Concepts#
Deepchecks is a platform for monitoring all your models. A model represents an ML pipeline performing a single task in production. That could be for example multiple retrained version, all predicting the Lifetime Value of a customer on your platform. The model groups together all the model versions that are performing the same task, where the model’s versions, type and the structure of the data may change over time.
A specific version for the model object itself, and the structure of the data it is trained on, is called a Model Version. A single model can contain multiple versions.

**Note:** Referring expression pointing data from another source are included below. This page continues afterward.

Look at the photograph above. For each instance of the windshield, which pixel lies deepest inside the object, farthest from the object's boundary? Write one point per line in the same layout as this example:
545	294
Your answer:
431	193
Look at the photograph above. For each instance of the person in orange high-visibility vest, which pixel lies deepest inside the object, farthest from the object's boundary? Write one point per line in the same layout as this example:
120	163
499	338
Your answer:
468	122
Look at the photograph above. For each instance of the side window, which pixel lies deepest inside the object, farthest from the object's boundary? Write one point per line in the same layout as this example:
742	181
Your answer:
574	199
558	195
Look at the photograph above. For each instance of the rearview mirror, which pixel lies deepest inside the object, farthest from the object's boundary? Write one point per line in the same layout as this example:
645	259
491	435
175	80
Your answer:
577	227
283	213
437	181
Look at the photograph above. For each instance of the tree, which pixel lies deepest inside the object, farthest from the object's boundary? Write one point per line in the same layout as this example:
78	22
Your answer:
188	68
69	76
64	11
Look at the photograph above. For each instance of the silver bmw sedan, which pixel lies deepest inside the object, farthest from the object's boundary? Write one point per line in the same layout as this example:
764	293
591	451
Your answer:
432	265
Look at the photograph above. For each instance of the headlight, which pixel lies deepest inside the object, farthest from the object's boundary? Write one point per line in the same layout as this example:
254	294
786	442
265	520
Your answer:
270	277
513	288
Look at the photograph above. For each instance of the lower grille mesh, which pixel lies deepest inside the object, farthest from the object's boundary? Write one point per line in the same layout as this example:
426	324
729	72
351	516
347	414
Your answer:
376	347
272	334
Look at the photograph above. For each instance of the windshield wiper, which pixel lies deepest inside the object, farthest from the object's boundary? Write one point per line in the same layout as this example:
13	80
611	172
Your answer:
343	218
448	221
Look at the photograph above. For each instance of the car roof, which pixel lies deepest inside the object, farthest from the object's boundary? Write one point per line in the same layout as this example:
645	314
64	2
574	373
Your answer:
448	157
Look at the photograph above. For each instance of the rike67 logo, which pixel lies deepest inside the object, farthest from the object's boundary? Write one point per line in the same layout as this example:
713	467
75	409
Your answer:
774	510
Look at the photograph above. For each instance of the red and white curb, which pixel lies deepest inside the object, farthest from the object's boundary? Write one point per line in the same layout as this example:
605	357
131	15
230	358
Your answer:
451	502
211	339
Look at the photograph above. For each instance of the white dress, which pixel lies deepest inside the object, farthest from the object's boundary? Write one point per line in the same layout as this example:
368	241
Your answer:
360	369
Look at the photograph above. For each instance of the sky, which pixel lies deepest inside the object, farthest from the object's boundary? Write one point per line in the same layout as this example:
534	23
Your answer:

Deepchecks Monitoring monitors your ML system by computing and displaying the results of Checks over time in the Dashboard screen. Alert Rules can be defined on these results, raising Alerts when the rules are met.
To dive deeper into the possible root causes of issues detected in the Dashboard screen or the Alerts, you can run a Test Suite for a specific point in time, which will display more detailed results of different checks run on that time frame.
Several core concepts, such as Checks and the Test Suite are in fact elements of the Deepchecks Testing Package, used by Deepchecks Monitoring to test ML system over time.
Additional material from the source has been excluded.